Den landgerichtlichen Feststellungen liegen Verfahrensfehler, wie sie die Berufung rügt, nicht zugrunde. Es stand den Klägern im ersten Rechtszug frei, Fragen an den Sachverständigen zu richten. Ihnen wurde das Sachverständigengutachten übermittelt und zugleich Gelegenheit zur Stellungnahme eingeräumt. In ihrem darauf folgenden Schriftsatz haben die Kläger jedoch keine Fragen an den Sachverständigen formuliert, sondern das Ergebnis des Gutachtens nur pauschal angegriffen.

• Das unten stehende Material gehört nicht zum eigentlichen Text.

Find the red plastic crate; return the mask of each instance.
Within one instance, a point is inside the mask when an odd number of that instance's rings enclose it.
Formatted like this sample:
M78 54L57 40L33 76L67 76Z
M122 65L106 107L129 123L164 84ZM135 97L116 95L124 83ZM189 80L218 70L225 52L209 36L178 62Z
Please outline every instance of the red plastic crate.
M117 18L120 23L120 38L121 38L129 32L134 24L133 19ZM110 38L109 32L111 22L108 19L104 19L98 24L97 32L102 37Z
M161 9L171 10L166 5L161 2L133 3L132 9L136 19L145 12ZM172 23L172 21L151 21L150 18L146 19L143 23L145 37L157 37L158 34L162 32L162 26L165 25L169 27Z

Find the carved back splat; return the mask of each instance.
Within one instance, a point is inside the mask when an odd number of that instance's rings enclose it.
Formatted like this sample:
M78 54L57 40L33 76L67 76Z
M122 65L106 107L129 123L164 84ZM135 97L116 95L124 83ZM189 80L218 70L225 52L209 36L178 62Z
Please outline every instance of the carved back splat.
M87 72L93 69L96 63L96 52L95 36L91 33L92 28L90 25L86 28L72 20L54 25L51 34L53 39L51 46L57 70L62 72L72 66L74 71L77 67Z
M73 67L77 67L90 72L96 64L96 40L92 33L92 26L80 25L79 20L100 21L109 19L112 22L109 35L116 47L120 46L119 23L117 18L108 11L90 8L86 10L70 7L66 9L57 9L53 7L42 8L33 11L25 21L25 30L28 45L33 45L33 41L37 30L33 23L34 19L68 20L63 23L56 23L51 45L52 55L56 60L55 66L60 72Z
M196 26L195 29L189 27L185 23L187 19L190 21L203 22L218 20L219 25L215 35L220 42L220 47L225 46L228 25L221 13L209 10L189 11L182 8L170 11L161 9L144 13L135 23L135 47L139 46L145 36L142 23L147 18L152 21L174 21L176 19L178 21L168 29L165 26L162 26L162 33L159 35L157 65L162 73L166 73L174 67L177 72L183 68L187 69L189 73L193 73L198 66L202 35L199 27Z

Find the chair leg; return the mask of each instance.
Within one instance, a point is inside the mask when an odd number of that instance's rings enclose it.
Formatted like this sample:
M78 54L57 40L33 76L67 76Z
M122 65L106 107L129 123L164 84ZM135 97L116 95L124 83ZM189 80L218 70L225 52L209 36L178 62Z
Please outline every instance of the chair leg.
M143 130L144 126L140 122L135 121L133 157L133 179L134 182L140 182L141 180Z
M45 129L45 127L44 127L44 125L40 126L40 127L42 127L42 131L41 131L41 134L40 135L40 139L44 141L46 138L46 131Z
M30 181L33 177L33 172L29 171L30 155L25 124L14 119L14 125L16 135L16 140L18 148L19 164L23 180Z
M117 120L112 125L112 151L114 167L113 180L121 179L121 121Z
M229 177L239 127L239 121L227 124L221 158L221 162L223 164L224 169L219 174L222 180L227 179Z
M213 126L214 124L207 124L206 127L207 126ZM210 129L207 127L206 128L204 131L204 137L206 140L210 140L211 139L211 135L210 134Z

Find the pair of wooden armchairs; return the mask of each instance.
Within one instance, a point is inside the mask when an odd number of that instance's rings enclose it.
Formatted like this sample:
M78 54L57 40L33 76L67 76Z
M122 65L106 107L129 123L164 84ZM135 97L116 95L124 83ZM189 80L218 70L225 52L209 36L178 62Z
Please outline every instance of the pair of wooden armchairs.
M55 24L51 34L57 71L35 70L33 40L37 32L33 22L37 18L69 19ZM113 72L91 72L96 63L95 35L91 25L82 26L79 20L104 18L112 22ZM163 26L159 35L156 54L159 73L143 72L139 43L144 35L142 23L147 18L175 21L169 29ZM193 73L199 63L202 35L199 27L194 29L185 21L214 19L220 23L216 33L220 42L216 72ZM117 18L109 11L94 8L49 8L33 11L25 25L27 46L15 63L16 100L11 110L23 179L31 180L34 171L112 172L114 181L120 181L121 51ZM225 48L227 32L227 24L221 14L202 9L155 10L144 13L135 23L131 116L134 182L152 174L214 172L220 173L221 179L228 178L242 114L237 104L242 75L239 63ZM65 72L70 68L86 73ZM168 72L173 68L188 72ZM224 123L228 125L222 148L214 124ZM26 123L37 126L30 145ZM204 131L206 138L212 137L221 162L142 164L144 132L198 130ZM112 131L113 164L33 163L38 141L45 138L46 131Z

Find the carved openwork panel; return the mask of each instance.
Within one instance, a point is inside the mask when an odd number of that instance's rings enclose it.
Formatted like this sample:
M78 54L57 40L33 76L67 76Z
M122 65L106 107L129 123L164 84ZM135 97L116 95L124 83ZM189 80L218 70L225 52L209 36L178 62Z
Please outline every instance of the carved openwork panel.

Die Kläger legen im übrigen auch nicht dar, welche Fragen sie an den Sachverständigen gerichtet hätten. Es ging und geht ihnen ganz offensichtlich nicht um die Befragung des gerichtlichen Sachverständigen, sondern um die Einholung eines weiteren (Ober-)Gutachtens, das zu einer ihnen günstigeren Beurteilung der Kausalitätsfrage kommt.

Mit Recht hat das Landgericht die Einholung eines weiteren Gutachtens zu der Frage, ob die nichtthermischen Effekte einer Hochfrequenzanlage nachteilige Gesundheitsfolgen hervorrufen, abgelehnt. Der gerichtliche Sachverständige hat den von den Klägern in den Vordergrund gerückten Gesichtspunkt der nichtthermischen Wirkungen im Gutachten ausführlich behandelt.

Die Kläger haben damit ihre Auffassung einer gesundheitsschädlichen Wirkung der Emission von Hochfrequenzanlagen unterhalb der Grenzwerte nicht belegen können; das gilt erst recht mit Rücksicht auf die im Hause der Kläger ermittelten Strahlungswerte. Bestehen aber (noch) keine verlässlichen wissenschaftlichen Erkenntnisse zur Gefährlichkeit hochfrequenter elektromagnetischer Felder, kann auch von Verfassungs wegen keine Pflicht begründet werden, im Rahmen des bürgerlich-rechtlichen Nachbarschaftsverhältnisses ohne Rücksicht auf die Schutzeignung der vom Verordnungsgeber festgesetzten Grenzwerte einen präventiven Abwehranspruch zu gewähren (zur Maßgeblichkeit der prärogativen Beurteilung der Gefährdungslage durch den Verordnungsgeber, vgl. BVerfG NJW 2002, 1638 - betreffend die Anfechtung einer Baugenehmigung zur Errichtung einer Mobilfunkanlage).

Allein der Umstand, dass die Sendeanlagen formell baurechtswidrig sind, führt nicht zur materiellen Begründung des mit der Klage verfolgten Abwehranspruchs. Weder die Erteilung einer Genehmigung der Baurechtsbehörde noch ihr Fehlen hat für das privatrechtliche Rechtsverhältnis der Beteiligten Bedeutung.

Beschwerde gegen die Nichtzulassung der Revision ist unter Az. V ZR 356/02 erhoben.